Po tym sukcesie, kariera Jerzego Zelnika wystrzeliła jak z procy, a aktor mógł cieszyć się kilkoma propozycjami ról rocznie . W 1968 r. ukończył studia i po raz pierwszy pojawił się na deskach teatru, w spektaklu "Puzuk, czyli uporczywa niemożność koncentracji" na podstawie dzieła Vaclava Havla.
Wkrótce poznał też swoją przyszłą żonę, Urszulę . Do tej pory Jerzy Zelnik był zadeklarowanym ateistą , ale ukochana skłoniła go do przyjęcia katolicyzmu. W 1969 r. przyjął chrzest , a jeszcze przed ślubem jego wybranka zaszła w ciążę. Para zdecydowała się wówczas na bardzo radykalny krok.
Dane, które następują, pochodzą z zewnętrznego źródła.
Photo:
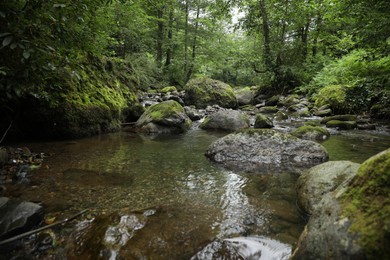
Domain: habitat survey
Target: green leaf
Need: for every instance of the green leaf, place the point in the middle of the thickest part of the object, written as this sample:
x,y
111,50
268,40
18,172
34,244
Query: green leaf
x,y
59,5
7,40
26,54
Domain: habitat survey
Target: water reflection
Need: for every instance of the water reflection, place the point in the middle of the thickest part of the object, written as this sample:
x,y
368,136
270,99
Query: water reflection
x,y
238,213
123,172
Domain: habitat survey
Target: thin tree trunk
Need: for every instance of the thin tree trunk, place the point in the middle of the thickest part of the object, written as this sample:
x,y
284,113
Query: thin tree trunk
x,y
169,48
266,34
191,68
316,35
186,39
160,35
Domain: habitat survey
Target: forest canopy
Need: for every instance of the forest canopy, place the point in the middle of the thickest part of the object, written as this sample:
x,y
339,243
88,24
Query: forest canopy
x,y
282,46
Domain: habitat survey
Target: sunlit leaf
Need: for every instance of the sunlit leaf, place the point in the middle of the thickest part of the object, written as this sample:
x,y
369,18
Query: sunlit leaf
x,y
7,40
26,54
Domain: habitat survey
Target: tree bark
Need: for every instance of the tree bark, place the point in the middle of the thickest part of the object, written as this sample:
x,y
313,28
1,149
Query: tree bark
x,y
266,34
160,35
170,35
193,56
186,39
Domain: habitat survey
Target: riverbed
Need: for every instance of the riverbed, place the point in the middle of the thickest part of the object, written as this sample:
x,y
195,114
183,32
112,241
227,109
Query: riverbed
x,y
194,201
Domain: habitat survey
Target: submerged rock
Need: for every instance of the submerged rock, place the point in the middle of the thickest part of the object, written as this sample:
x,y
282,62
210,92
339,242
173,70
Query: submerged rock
x,y
339,118
203,92
262,121
309,132
352,222
245,95
265,150
228,120
165,117
18,216
321,179
259,248
341,125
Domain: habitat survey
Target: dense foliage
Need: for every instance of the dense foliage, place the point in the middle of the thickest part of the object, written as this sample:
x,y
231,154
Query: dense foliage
x,y
282,46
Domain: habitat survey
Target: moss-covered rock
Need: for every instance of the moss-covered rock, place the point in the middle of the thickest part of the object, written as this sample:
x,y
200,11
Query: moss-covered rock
x,y
289,100
86,99
268,110
227,120
341,125
262,121
352,221
168,89
381,111
165,117
203,92
334,96
265,150
309,132
322,179
366,202
339,117
280,116
245,95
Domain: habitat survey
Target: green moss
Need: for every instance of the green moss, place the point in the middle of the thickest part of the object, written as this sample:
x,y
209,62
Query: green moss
x,y
86,100
366,203
202,92
168,89
334,96
163,110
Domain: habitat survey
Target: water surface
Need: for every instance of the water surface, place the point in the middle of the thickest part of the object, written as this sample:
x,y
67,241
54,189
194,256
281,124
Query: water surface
x,y
198,201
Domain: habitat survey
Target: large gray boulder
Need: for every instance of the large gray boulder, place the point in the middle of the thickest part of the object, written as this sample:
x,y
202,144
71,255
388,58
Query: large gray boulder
x,y
264,150
18,216
228,120
352,222
203,92
322,179
165,117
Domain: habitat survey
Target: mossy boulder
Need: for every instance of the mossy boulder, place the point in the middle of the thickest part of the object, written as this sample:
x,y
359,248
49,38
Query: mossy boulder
x,y
168,89
339,117
165,117
280,116
203,92
352,221
334,96
265,150
268,109
381,111
85,99
321,179
245,95
309,132
227,120
341,125
263,121
366,203
272,101
289,100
Nie chcąc, by dziecko utrudniło im karierę i pozbawiło atutów młodzieńczego życia, postanowili o przeprowadzeniu aborcji , na którą szczególnie nalegał aktor.
Niedługo później Jerzy i Urszula stanęli przed ołtarzem i ślubowali sobie wierność i uczciwość małżeńską. Niestety, różnie z tym bywało - aktor wielokrotnie zdradzał swoją żonę , co ukochana za każdym razem mu przebaczała. W latach 80. para, mimo sprzeciwów lekarzy w trosce o zdrowie Urszuli, postanowiła raz jeszcze postarać się o dziecko. W 1981 r. na świat przyszedł ich syn, Mateusz .
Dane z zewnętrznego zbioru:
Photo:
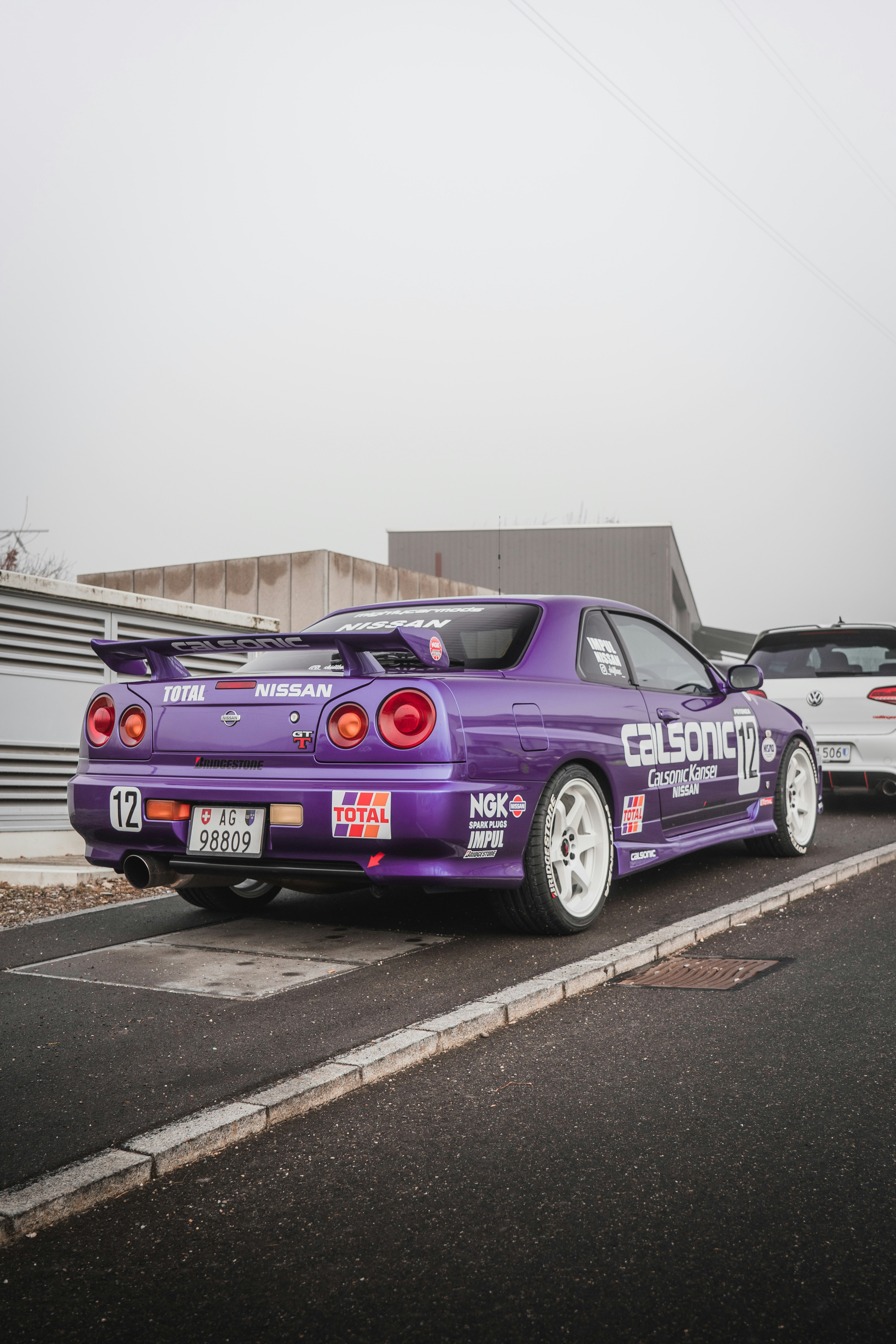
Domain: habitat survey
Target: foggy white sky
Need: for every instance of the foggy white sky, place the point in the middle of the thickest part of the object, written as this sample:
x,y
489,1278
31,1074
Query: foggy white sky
x,y
280,276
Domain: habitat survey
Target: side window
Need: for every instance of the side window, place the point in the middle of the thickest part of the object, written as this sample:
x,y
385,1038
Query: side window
x,y
600,654
660,663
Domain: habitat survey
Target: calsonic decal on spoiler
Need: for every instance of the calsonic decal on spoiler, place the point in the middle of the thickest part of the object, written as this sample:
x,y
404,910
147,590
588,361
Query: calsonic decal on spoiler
x,y
185,691
688,780
690,741
293,690
366,815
Małżeństwo państwa Zelników, pełne wzlotów i upadków, trwało aż do 2014 r., kiedy to Urszula zmarła w wyniku wylewu krwi do mózgu . W rozmowie z "Retro" aktor podkreślił, że nie poszukuje kolejnej miłości, jest mu ona niepotrzebna do szczęścia. Cieszy się sukcesami swojego syna, Mateusza i trojgiem ukochanych wnucząt .
Jerzy Zelnik przez lata wielokrotnie gościł na ekranach kinowych i telewizyjnych. Występował u tak wybitnych twórców jak Andrzej Wajda , Walerian Borowczyk , czy Władysław Pasikowski . Filmografię aktora zamyka "Smoleńsk" Antoniego Krauze , niestety jeden z najsłabszych filmów, w jakich wystąpił artysta.